- Larger companies must appoint a Data Protection Officer to oversee compliance
- Customers must know how firms use their data - and they must explicitly agree to it
INSTEAD of fearing GDPR, travel, transport & hospitality companies should embrace this opportune moment to fine-tune their data foundations, place the customer first and safeguard their bottom line.
Over the last thirty years, the Internet has been the biggest disruptor to the travel, transport and hospitality industry. From apps, aggregators and Airbnb to review sites and price-comparison tools – travel's digital migration is almost complete.
Last year, global online travel sales totalled US$564.87 billion (RM2.2 trillion). By 2019, we're looking at US$755.94 billion (RM2.9 trillion). Digital travel sales in Asia-Pacific is set to grow by 22.5% in 2017 to reach US$214.07 billion (RM837.9 billion), ranking first in the world. Today, about 30% of travellers in Singapore book trips online.
But travel, transport and hospitality is more than bookings and revenue - it's a world within a world. Expedia found that most travellers visit 38 websites before tapping in card details, while HuffPost believes 95% of US travellers read seven reviews before purchasing a trip.
The digital transformation of the travel industry is more than enabling travellers to research and book transport and hospitality online via a range of devices, however.
Each time a user browses, clicks, likes, shares, watches or reads they leave a data trail. And that data has become the lifeblood of the digital industry.
In 2015, the travel, transport and hospitality industry pumped more cash into online advertising than the electronics, media, entertainment and healthcare sectors.
Travel is one of the biggest spenders in programmatic advertising, particularly video, and social media retargeting.
This is why the coming of GDPR on May 25, 2018, redefining the parameters of consumer trust and privacy, represents the next great disruption to the travel, transport and hospitality industry.
A quick word on GDPR
GDPR is not just a beefing up of existing privacy frameworks - it's a complete paradigm shift, asserting that personal data belongs to the individual.
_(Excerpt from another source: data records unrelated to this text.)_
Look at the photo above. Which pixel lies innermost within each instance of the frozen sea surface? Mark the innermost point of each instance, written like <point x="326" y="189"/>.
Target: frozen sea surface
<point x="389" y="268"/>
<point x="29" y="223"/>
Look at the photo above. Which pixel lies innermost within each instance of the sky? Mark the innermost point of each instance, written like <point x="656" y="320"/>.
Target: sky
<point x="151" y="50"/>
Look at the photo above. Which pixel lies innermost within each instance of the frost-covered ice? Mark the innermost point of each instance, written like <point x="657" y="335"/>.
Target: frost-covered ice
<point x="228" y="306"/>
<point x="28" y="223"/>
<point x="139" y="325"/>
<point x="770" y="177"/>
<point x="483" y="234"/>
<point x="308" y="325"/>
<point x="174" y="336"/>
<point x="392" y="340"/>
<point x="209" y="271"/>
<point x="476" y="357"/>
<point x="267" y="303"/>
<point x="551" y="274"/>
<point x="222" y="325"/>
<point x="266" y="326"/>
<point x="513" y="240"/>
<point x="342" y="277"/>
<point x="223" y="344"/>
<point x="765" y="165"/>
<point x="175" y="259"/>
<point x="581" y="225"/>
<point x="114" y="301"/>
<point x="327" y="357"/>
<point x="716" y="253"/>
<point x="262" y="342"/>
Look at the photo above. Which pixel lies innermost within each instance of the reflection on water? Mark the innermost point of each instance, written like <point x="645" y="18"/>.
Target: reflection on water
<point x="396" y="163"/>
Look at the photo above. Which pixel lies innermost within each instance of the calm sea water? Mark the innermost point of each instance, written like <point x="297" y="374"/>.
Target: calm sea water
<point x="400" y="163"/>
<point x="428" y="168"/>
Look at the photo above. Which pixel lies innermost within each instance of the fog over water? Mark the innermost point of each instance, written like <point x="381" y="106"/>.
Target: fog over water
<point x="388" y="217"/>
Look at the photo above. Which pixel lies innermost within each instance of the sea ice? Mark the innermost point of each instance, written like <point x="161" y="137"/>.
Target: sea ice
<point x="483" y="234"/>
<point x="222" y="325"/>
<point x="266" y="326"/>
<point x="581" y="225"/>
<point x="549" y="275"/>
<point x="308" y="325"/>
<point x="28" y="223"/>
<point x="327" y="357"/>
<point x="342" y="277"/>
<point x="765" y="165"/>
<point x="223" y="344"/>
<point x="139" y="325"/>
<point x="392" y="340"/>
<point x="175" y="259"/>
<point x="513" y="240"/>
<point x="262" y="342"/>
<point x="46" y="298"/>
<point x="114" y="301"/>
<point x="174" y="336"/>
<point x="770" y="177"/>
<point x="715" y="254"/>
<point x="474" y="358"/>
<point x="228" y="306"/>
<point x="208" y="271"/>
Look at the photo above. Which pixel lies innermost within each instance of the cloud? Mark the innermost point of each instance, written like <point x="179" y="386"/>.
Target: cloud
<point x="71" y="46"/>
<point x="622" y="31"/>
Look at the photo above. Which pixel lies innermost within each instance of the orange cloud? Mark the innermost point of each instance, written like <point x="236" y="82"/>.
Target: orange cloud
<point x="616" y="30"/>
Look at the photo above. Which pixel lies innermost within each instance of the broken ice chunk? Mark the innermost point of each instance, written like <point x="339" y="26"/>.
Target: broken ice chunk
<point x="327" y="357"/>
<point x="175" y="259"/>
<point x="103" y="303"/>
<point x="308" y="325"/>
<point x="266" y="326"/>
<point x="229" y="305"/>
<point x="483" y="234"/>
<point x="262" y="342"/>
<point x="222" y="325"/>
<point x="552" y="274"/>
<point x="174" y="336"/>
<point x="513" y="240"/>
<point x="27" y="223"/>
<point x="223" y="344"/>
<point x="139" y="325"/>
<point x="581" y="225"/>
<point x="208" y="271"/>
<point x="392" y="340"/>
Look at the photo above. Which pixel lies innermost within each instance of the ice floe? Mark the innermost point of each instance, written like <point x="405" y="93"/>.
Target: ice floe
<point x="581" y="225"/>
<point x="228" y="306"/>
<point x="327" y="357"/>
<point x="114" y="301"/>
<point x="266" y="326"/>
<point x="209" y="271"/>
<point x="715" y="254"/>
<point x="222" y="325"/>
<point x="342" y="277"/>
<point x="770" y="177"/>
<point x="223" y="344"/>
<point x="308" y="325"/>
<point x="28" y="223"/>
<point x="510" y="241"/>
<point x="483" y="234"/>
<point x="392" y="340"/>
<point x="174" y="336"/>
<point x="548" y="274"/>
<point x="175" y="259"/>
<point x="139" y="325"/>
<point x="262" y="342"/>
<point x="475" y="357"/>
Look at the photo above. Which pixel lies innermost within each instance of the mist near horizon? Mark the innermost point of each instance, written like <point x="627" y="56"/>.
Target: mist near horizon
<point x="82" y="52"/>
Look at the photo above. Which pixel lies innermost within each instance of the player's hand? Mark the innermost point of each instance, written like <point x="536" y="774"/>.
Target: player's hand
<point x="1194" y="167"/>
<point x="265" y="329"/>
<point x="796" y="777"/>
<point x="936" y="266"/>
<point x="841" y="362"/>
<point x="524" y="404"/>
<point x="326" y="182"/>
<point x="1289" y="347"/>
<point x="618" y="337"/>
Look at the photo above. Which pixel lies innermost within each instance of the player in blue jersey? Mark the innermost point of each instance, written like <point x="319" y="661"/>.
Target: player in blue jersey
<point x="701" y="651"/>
So, from May 25, 2018, organisations must be crystal clear when it comes to personal data and special category data: proving consent was given and explaining what data is being used for; how it's protected, and how long it'll be kept.
Non-compliance starts with a warning, but fines quickly escalate to US$24 million [RM93.95 million] (or 4% of the previous year’s turnover – whichever is greater). Alarming as the penalties are, they may be a drop in the ocean when compared to reputational damage and the loss of customer trust.
Take the recent example of Uber - who decided to cover up the theft of 57 million people’s personal data. If it were done in the GDPR era, this data leak would have resulted in a fine of US$260 million (RM1.02 billion) – or 4% of the company’s global revenue, which was US$6.5 billion (RM25.4 billion) in 2016 - this would be significantly higher than the maximum penalties currently in effect (this is GBP500,000 [RM2.7 million] in UK). Even without this massive GDPR fine, Uber still had to face a massive negative reputational impact as the story made the headlines across the globe.
Although there is no scientific data on GDPR readiness of travel companies, anecdotal evidence suggests that just 8% of companies are prepared, despite intervention and guidance by industry bodies. The industry is not unique. Other industries are also still finding their feet when it comes to GDPR.
According to the latest Veritas study on GDPR, more than half of organisations in Singapore (56%) are concerned that they will not be able to meet the new EU requirements, and only 18% feel they are already GDPR-compliant.
But it is encouraging to note that 95% of the organisations in Singapore plan to drive behavioural changes through training, rewards and contracts to help ensure that they comply with GDPR policies.